SWAT Literature Database for Peer-Reviewed Journal Articles

Title:Evaluation of the SWAT model on a coastal plain agricultural watershed 
Authors:Bosch, D.D., J.M. Sheridan, H. L. Batten, J. G. Arnold 
Journal:Transactions of the ASAE 
Article ID: 
URL (non-DOI journals):http://ddr.nal.usda.gov/handle/10113/9717 
Broad Application Category:hydrologic only 
Primary Application Category:input effects 
Secondary Application Category:hydrologic assessment 
Watershed Description:22.1 km^2 subwatershed of the Little River (south central Georgia) 
Calibration Summary: 
Validation Summary:Daily/monthly (1997-2002) E values: LRD = -.24/.64 HRD = -.14/.55 HRM = -.04/.80 HRO = -.03/.80 
General Comments:SWAT2000 was used within BASINS 3.0 to perform comparisons between low & high resolution input data, and between default, modified, or mixed input parameters for existing groundwater conditions. Low resolution included BASINS DEM (90 m), USDA GIRAS land use data, and STATSGO soil data. High resolution data included 30 m DEM, field surveys of land use, and SSURGO soil data. The results improved with better resolution. Daily results could potentially improve with more calibration & model modification (LRD=low resolution/default; HRD = high ressolution/default; HRM = high resolution/modified; HRO = high resolution/mixed) 

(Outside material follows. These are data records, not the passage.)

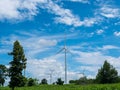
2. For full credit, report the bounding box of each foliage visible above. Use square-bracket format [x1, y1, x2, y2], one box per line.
[56, 78, 64, 85]
[69, 76, 95, 85]
[9, 41, 27, 90]
[0, 64, 7, 86]
[96, 61, 118, 84]
[0, 84, 120, 90]
[27, 78, 38, 86]
[41, 78, 48, 84]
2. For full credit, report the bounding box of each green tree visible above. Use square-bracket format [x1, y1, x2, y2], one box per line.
[9, 41, 27, 90]
[96, 61, 118, 84]
[27, 78, 38, 86]
[56, 78, 64, 85]
[41, 78, 48, 84]
[0, 64, 7, 86]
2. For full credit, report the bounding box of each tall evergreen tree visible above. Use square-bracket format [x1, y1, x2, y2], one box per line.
[96, 61, 118, 84]
[9, 41, 27, 90]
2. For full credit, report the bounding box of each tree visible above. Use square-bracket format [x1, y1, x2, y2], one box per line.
[41, 78, 47, 84]
[56, 78, 64, 85]
[9, 41, 27, 90]
[96, 61, 118, 84]
[27, 78, 38, 86]
[0, 64, 7, 86]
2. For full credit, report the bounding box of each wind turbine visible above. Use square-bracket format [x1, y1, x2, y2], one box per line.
[48, 69, 54, 84]
[57, 32, 70, 84]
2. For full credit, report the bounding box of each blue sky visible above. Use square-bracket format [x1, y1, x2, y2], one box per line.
[0, 0, 120, 81]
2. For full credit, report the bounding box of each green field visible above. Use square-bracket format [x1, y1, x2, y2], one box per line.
[0, 84, 120, 90]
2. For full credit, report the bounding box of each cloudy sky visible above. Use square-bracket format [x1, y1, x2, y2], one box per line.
[0, 0, 120, 82]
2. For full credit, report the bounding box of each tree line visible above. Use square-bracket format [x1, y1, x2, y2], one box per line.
[0, 40, 120, 90]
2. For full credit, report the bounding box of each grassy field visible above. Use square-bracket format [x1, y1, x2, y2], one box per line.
[0, 84, 120, 90]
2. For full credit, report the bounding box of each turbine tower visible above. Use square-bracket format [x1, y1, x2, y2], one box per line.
[57, 31, 69, 84]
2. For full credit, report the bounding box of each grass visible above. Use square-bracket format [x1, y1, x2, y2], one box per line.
[0, 83, 120, 90]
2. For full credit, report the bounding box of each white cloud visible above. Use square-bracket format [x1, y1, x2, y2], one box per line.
[114, 31, 120, 37]
[0, 0, 100, 27]
[96, 3, 120, 18]
[102, 45, 120, 50]
[96, 29, 104, 35]
[70, 0, 89, 3]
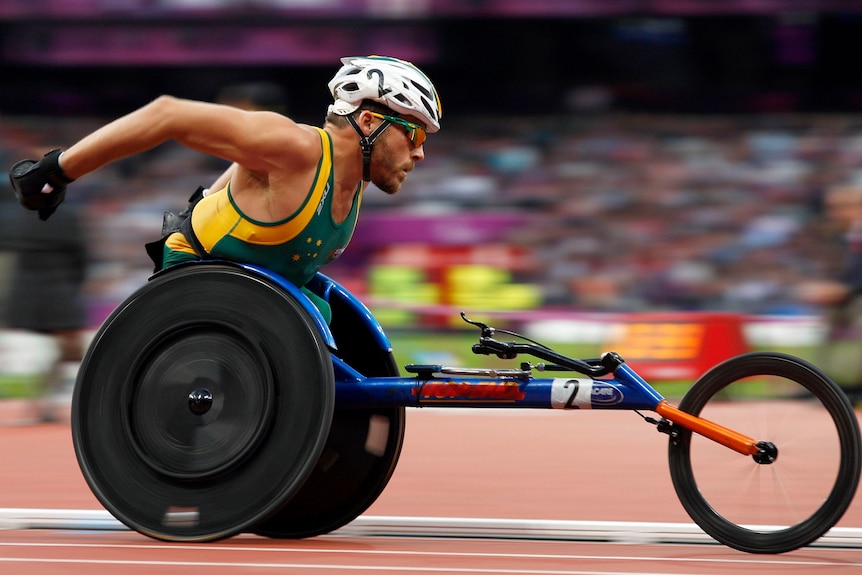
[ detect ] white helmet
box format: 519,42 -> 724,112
329,56 -> 443,134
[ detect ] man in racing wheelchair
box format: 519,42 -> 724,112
10,56 -> 442,321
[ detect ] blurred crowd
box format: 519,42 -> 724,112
0,114 -> 862,324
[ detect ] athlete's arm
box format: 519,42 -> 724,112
60,96 -> 320,179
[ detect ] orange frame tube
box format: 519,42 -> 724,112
655,400 -> 760,455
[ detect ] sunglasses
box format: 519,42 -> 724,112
371,112 -> 428,148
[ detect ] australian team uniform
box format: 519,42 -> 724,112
163,128 -> 362,322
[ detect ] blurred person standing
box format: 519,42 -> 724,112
801,185 -> 862,403
0,180 -> 88,422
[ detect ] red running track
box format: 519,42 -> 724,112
0,409 -> 862,575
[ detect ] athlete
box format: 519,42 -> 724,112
10,56 -> 442,321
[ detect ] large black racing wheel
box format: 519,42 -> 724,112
669,353 -> 862,553
254,292 -> 405,539
72,264 -> 335,541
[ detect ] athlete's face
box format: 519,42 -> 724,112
371,118 -> 425,195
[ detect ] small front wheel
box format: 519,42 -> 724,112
669,353 -> 862,553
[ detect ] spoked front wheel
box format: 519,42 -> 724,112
669,353 -> 862,553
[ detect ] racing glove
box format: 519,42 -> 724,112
9,149 -> 75,221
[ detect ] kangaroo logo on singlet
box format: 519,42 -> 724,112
315,182 -> 329,216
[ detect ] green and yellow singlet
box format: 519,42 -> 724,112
164,128 -> 362,319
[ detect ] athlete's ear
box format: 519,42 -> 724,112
358,110 -> 375,136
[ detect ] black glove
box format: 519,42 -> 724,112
9,149 -> 75,220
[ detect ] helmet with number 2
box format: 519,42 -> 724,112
329,56 -> 443,134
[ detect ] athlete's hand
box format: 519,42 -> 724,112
9,150 -> 74,220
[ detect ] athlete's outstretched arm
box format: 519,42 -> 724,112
60,96 -> 319,179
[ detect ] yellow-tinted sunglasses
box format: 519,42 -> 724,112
371,112 -> 428,148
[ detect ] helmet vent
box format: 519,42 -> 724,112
410,80 -> 434,100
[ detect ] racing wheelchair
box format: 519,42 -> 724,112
72,260 -> 862,553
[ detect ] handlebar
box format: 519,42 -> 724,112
461,312 -> 623,377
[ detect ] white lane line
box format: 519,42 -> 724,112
0,508 -> 862,549
0,557 -> 844,575
0,536 -> 862,567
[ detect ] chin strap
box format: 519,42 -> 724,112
346,116 -> 389,182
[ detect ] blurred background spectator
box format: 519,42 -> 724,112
0,176 -> 88,423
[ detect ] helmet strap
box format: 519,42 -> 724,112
346,116 -> 389,182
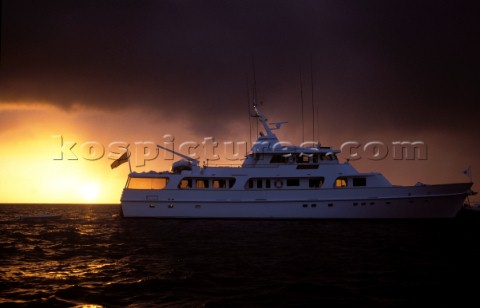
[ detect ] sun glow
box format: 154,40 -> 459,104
80,183 -> 100,202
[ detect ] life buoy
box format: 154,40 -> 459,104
273,180 -> 283,188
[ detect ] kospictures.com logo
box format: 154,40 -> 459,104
52,134 -> 428,167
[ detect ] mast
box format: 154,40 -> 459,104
310,53 -> 315,142
300,65 -> 305,143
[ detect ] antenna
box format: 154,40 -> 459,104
252,53 -> 258,136
310,53 -> 315,141
247,73 -> 252,143
300,65 -> 305,143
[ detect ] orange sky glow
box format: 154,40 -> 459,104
0,103 -> 475,203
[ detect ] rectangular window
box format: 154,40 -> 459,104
178,179 -> 192,189
353,178 -> 367,186
287,179 -> 300,186
127,178 -> 168,189
308,178 -> 324,188
257,179 -> 263,188
195,179 -> 208,188
212,179 -> 227,188
335,178 -> 347,187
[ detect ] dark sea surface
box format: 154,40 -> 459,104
0,204 -> 480,307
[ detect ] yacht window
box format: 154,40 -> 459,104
213,179 -> 227,188
178,179 -> 192,189
257,179 -> 263,188
270,155 -> 288,164
297,153 -> 310,163
308,178 -> 324,188
196,179 -> 208,188
353,178 -> 367,186
127,178 -> 168,189
335,177 -> 347,187
287,179 -> 300,186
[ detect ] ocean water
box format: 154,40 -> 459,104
0,204 -> 480,307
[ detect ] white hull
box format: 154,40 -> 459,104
122,184 -> 470,219
114,107 -> 472,219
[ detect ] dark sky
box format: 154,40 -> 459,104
0,0 -> 480,168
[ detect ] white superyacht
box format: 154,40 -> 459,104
117,107 -> 472,219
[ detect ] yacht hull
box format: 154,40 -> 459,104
121,183 -> 471,219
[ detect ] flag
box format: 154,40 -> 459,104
110,151 -> 129,169
463,167 -> 472,182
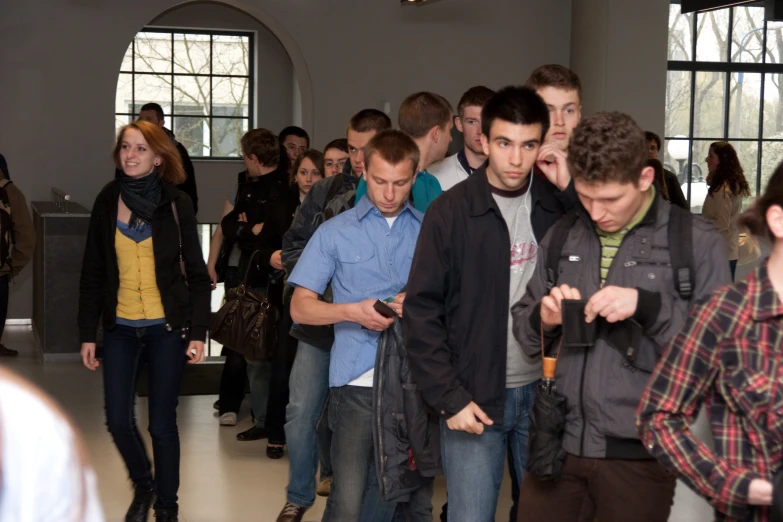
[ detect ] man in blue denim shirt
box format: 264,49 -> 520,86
288,130 -> 432,522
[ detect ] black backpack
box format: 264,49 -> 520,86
546,205 -> 696,300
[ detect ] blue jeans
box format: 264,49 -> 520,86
441,382 -> 538,522
322,386 -> 433,522
285,341 -> 329,507
103,325 -> 186,512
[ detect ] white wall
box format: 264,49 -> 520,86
0,0 -> 571,317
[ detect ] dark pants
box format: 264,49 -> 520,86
218,266 -> 247,415
322,386 -> 433,522
103,325 -> 186,511
0,275 -> 8,341
266,298 -> 296,445
518,455 -> 676,522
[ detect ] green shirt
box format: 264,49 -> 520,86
595,185 -> 655,288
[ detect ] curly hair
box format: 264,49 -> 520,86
568,112 -> 647,185
708,141 -> 750,198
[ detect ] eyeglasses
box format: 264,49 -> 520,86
324,158 -> 348,169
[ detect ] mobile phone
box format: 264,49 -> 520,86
562,299 -> 598,348
372,299 -> 397,319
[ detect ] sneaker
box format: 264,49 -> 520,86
315,475 -> 332,497
218,411 -> 238,426
277,502 -> 308,522
125,487 -> 155,522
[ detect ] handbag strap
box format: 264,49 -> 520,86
241,250 -> 259,286
171,200 -> 188,284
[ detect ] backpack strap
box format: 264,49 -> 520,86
546,210 -> 578,293
668,205 -> 696,300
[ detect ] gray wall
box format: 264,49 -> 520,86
571,0 -> 670,136
0,0 -> 571,317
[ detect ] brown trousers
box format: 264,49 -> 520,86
517,455 -> 677,522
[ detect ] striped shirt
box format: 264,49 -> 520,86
637,263 -> 783,522
595,185 -> 655,288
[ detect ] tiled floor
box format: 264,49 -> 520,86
0,327 -> 712,522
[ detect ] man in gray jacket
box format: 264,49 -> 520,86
512,113 -> 730,522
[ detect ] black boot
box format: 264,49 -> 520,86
125,486 -> 155,522
155,509 -> 179,522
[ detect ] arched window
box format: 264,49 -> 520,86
115,28 -> 255,158
663,1 -> 783,211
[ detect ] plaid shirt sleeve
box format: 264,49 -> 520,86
637,293 -> 760,520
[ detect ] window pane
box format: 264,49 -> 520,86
114,73 -> 133,112
682,140 -> 712,214
663,139 -> 691,187
212,35 -> 250,76
174,34 -> 209,74
764,74 -> 783,139
669,4 -> 693,61
760,141 -> 783,192
212,78 -> 249,116
696,9 -> 730,62
664,71 -> 691,136
731,6 -> 764,63
172,116 -> 210,157
135,33 -> 171,73
693,72 -> 726,138
767,22 -> 783,63
174,76 -> 210,116
729,73 -> 761,139
212,118 -> 248,157
729,141 -> 759,208
133,74 -> 171,114
120,42 -> 133,72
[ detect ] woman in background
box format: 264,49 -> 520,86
701,141 -> 750,281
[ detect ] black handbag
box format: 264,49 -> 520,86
527,325 -> 566,482
210,250 -> 280,361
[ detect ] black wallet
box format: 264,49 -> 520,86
562,299 -> 598,348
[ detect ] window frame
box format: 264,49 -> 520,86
664,0 -> 783,201
114,26 -> 256,161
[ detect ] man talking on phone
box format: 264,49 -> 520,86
512,112 -> 731,522
288,130 -> 434,522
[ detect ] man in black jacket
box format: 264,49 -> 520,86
114,103 -> 198,214
277,109 -> 391,522
403,87 -> 576,522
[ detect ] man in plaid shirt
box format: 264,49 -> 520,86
637,165 -> 783,522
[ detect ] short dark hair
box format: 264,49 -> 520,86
364,130 -> 420,174
457,85 -> 495,118
289,149 -> 326,185
242,129 -> 282,167
568,112 -> 647,185
397,92 -> 454,138
739,158 -> 783,242
481,86 -> 549,140
525,63 -> 582,100
348,109 -> 391,133
644,131 -> 662,150
280,125 -> 310,149
139,102 -> 164,120
324,138 -> 348,154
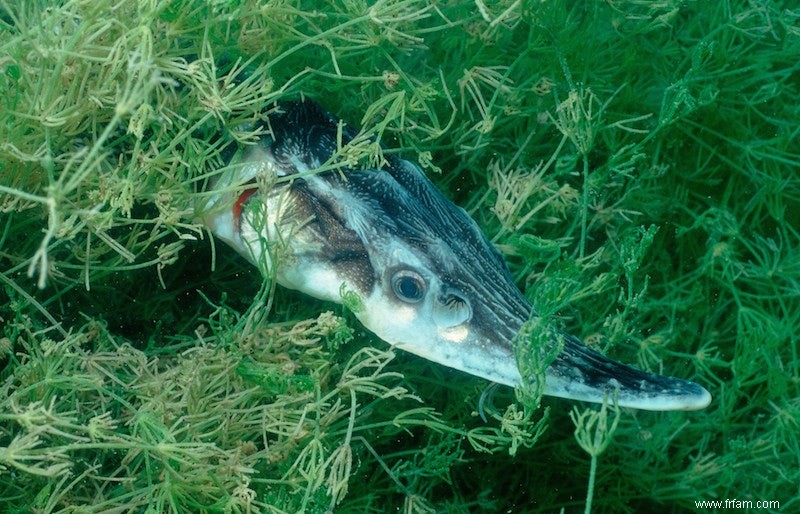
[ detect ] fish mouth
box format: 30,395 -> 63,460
204,101 -> 711,411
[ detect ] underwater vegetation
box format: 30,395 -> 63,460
0,0 -> 800,513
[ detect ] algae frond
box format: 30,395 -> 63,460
0,0 -> 800,513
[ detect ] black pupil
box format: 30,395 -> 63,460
397,277 -> 422,300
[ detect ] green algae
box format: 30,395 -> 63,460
0,0 -> 800,512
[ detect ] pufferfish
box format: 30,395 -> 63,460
200,99 -> 711,410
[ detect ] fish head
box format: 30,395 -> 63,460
204,101 -> 710,410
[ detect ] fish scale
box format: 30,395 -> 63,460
201,99 -> 711,410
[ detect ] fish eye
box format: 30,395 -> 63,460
392,270 -> 425,303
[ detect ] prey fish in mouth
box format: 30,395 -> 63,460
201,100 -> 711,410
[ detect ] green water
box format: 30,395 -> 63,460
0,0 -> 800,513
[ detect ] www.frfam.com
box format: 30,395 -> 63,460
694,498 -> 781,510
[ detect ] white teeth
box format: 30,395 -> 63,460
197,101 -> 711,410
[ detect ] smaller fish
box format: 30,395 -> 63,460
202,100 -> 711,410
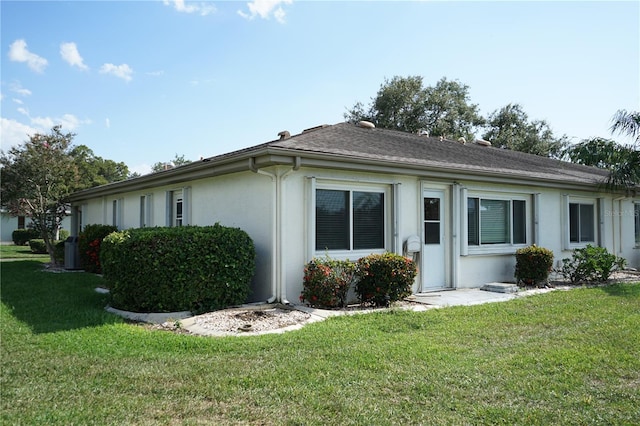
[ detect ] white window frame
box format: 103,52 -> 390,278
462,191 -> 534,255
165,186 -> 191,227
563,196 -> 601,250
309,182 -> 393,259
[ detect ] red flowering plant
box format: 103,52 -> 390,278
78,225 -> 118,274
355,253 -> 418,306
300,256 -> 355,308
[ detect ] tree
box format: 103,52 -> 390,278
565,110 -> 640,194
69,145 -> 130,190
0,126 -> 78,263
482,104 -> 567,158
344,76 -> 484,139
151,154 -> 191,173
611,109 -> 640,145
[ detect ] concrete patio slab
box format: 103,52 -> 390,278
409,288 -> 518,307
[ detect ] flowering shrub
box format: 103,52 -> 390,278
561,244 -> 627,283
78,225 -> 118,274
300,256 -> 356,308
355,253 -> 418,306
515,244 -> 553,285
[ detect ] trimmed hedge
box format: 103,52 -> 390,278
100,224 -> 255,313
355,253 -> 418,306
11,228 -> 42,246
78,224 -> 118,274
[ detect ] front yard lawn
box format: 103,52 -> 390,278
0,261 -> 640,425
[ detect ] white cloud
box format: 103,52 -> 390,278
0,114 -> 91,151
60,43 -> 89,70
100,64 -> 133,82
238,0 -> 293,24
163,0 -> 216,16
0,117 -> 38,152
9,81 -> 31,96
9,39 -> 48,73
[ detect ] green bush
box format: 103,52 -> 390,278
58,229 -> 71,241
11,228 -> 41,246
101,224 -> 255,313
515,244 -> 553,285
561,244 -> 626,283
355,253 -> 417,306
300,256 -> 356,308
29,238 -> 48,254
78,225 -> 118,274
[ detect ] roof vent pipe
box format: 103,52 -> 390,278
278,130 -> 291,141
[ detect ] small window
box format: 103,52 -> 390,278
316,189 -> 385,251
174,192 -> 182,226
569,203 -> 595,244
467,198 -> 527,246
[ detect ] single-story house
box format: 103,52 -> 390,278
66,122 -> 640,303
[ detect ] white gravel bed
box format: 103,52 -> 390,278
193,308 -> 311,333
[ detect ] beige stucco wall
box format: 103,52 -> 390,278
72,166 -> 640,303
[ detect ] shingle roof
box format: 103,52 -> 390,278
267,123 -> 608,184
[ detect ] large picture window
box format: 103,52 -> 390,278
569,203 -> 595,243
467,198 -> 527,246
316,189 -> 385,251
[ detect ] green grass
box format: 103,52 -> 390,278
0,244 -> 49,262
0,261 -> 640,425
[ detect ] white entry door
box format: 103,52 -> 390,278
422,190 -> 446,291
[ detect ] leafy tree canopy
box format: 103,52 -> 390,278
0,126 -> 128,263
344,76 -> 484,139
482,104 -> 568,158
69,145 -> 130,189
151,154 -> 191,173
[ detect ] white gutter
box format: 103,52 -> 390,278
249,157 -> 301,305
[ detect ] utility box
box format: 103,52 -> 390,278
64,237 -> 80,269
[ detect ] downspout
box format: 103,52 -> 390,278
249,157 -> 301,305
249,157 -> 278,303
611,196 -> 627,256
277,157 -> 301,305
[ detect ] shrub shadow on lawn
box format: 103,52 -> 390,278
0,260 -> 123,333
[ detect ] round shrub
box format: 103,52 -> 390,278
355,253 -> 417,306
78,224 -> 118,274
515,244 -> 553,285
300,257 -> 356,308
101,224 -> 255,313
11,228 -> 42,246
29,238 -> 48,254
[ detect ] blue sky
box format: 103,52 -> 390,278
0,0 -> 640,173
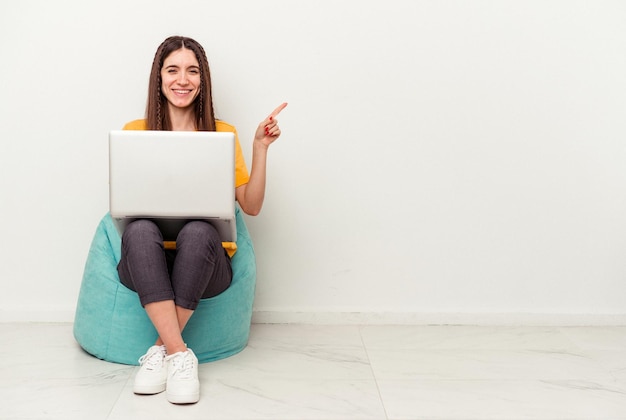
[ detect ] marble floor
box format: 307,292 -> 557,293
0,324 -> 626,420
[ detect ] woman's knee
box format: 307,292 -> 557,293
176,220 -> 222,246
122,219 -> 163,243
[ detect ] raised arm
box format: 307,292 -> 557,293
235,102 -> 287,216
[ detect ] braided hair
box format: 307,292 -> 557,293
146,36 -> 215,131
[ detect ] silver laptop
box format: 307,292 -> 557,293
109,130 -> 237,242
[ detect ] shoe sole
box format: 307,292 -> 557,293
133,384 -> 165,395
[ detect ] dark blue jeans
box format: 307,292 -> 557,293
117,219 -> 233,310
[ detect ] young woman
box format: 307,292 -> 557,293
118,36 -> 287,404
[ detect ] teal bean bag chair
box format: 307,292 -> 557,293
74,208 -> 256,365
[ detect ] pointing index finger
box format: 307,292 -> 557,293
270,102 -> 287,117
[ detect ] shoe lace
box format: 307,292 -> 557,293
139,347 -> 164,370
165,351 -> 194,379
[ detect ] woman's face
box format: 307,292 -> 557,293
161,48 -> 200,108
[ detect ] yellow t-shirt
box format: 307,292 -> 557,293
124,120 -> 250,257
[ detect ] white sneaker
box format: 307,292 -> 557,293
133,346 -> 167,394
165,349 -> 200,404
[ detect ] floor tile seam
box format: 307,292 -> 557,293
104,369 -> 136,420
358,326 -> 389,420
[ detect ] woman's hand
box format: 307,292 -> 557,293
254,102 -> 287,147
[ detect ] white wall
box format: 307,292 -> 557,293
0,0 -> 626,322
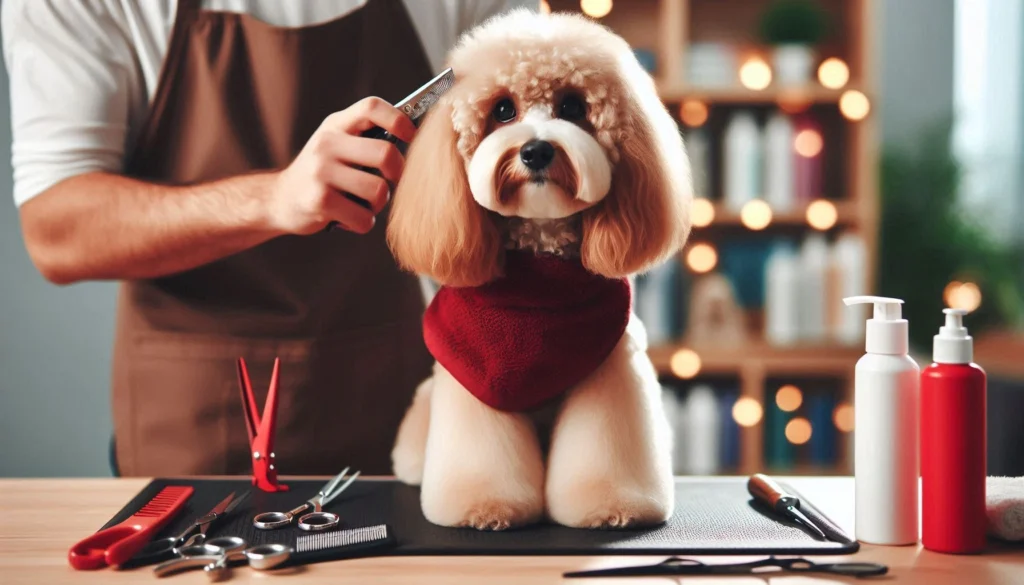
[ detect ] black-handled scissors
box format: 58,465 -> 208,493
562,556 -> 889,579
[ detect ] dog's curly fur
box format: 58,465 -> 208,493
388,10 -> 691,530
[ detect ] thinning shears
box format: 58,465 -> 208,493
239,358 -> 288,492
253,467 -> 359,531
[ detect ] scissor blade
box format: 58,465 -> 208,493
786,506 -> 828,541
239,358 -> 259,446
258,358 -> 281,454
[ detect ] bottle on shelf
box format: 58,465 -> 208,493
764,112 -> 795,213
799,234 -> 828,342
794,116 -> 825,205
764,244 -> 800,345
843,296 -> 921,545
684,384 -> 721,475
921,308 -> 986,553
722,110 -> 762,212
827,233 -> 867,345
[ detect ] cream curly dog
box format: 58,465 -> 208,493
388,10 -> 691,530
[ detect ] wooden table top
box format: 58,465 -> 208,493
0,477 -> 1024,585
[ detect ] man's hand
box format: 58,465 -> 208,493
267,97 -> 416,235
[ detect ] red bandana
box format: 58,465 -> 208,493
423,251 -> 632,412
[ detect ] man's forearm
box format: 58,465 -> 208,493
20,173 -> 282,284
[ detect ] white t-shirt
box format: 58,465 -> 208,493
0,0 -> 539,206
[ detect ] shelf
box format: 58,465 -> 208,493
647,343 -> 864,376
695,201 -> 860,232
657,82 -> 851,103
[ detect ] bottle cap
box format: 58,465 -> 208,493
843,295 -> 910,356
932,308 -> 974,364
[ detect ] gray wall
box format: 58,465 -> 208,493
0,0 -> 953,476
0,52 -> 116,476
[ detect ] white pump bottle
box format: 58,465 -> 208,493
843,296 -> 921,545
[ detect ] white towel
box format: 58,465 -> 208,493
985,477 -> 1024,541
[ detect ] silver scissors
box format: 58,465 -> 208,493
132,491 -> 249,565
253,467 -> 359,531
153,536 -> 292,581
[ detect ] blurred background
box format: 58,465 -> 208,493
0,0 -> 1024,476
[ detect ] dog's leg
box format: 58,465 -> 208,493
421,365 -> 544,530
391,377 -> 434,486
546,318 -> 675,528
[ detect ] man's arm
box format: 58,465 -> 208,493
20,98 -> 416,284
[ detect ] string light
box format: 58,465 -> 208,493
732,396 -> 764,426
839,89 -> 871,122
807,199 -> 839,232
690,197 -> 715,227
785,418 -> 813,445
739,56 -> 771,91
793,128 -> 825,159
775,384 -> 804,412
580,0 -> 611,18
679,99 -> 708,128
942,281 -> 981,312
669,347 -> 700,380
818,57 -> 850,89
739,199 -> 771,231
686,244 -> 718,274
833,403 -> 853,432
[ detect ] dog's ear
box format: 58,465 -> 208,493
582,64 -> 692,278
387,101 -> 502,286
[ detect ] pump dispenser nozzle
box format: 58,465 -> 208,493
932,308 -> 974,364
843,295 -> 910,356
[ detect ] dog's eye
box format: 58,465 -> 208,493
492,97 -> 515,124
558,93 -> 587,122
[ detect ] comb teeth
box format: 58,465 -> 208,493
132,486 -> 188,517
295,525 -> 388,552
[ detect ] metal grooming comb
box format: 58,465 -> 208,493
289,525 -> 395,565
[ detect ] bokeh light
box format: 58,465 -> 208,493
679,99 -> 708,128
775,384 -> 804,412
833,403 -> 853,432
839,89 -> 871,122
732,396 -> 764,426
580,0 -> 611,18
739,56 -> 771,91
818,57 -> 850,89
785,418 -> 812,445
690,197 -> 715,227
942,281 -> 981,312
686,244 -> 718,274
807,199 -> 839,232
739,199 -> 771,229
793,128 -> 825,159
669,347 -> 700,380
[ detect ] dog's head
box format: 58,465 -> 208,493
388,6 -> 691,286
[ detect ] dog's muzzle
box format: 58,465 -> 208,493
519,140 -> 555,172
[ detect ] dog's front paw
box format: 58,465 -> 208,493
422,486 -> 544,531
548,482 -> 673,529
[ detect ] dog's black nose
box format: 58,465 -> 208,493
519,140 -> 555,171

Abstract:The Better Assessment Science Integrating point and Nonpoint Sources (BASINS) system was developed by the U.S. Environmental Protection Agency to facilitate developing total maximum daily loads (TMDLs). The Soil Water Assessment Tool (SWAT) is one of the watershed-scale simulation models within BASINS. Because of the critical nature of the TMDL process, it is imperative that BASINS and SWAT be adequately validated for regions on which they are being applied. BASINS and SWAT were tested using six years of hydrologic data from a 22 km^2 subwatershed of the Little River in Georgia. Comparisons were made between water balance results obtained using high and low spatial resolution data as well as those obtained using default initial parameters versus those modified for existing groundwater conditions. In general, all scenarios simulated general trends in the observed flow data. However, for the years with lower precipitation, the total water yields simulated with the low spatial resolution data and the default initial conditions were overpredicted by up to 27% of the annual precipitation input. Total water yields simulated using the high spatial resolution input data were within 20% of the observed yields for each year of the assessment. Nash-Sutcliffe model efficiencies (E) for monthly total water yields were 0.80 using the high spatial resolution data with the modified initial conditions and 0.64 using the low spatial resolution data with the default initial conditions. While the model simulated general streamflow trends, discrepancies were observed between observed and simulated hydrograph peaks, time to peak, and hydrograph durations. A one-day time lag between the simulated and observed time to peak was the primary cause of large errors in daily flow simulations. Model modification and more extensive calibration may be necessary to increase the accuracy of the daily flow estimates for TMDL development.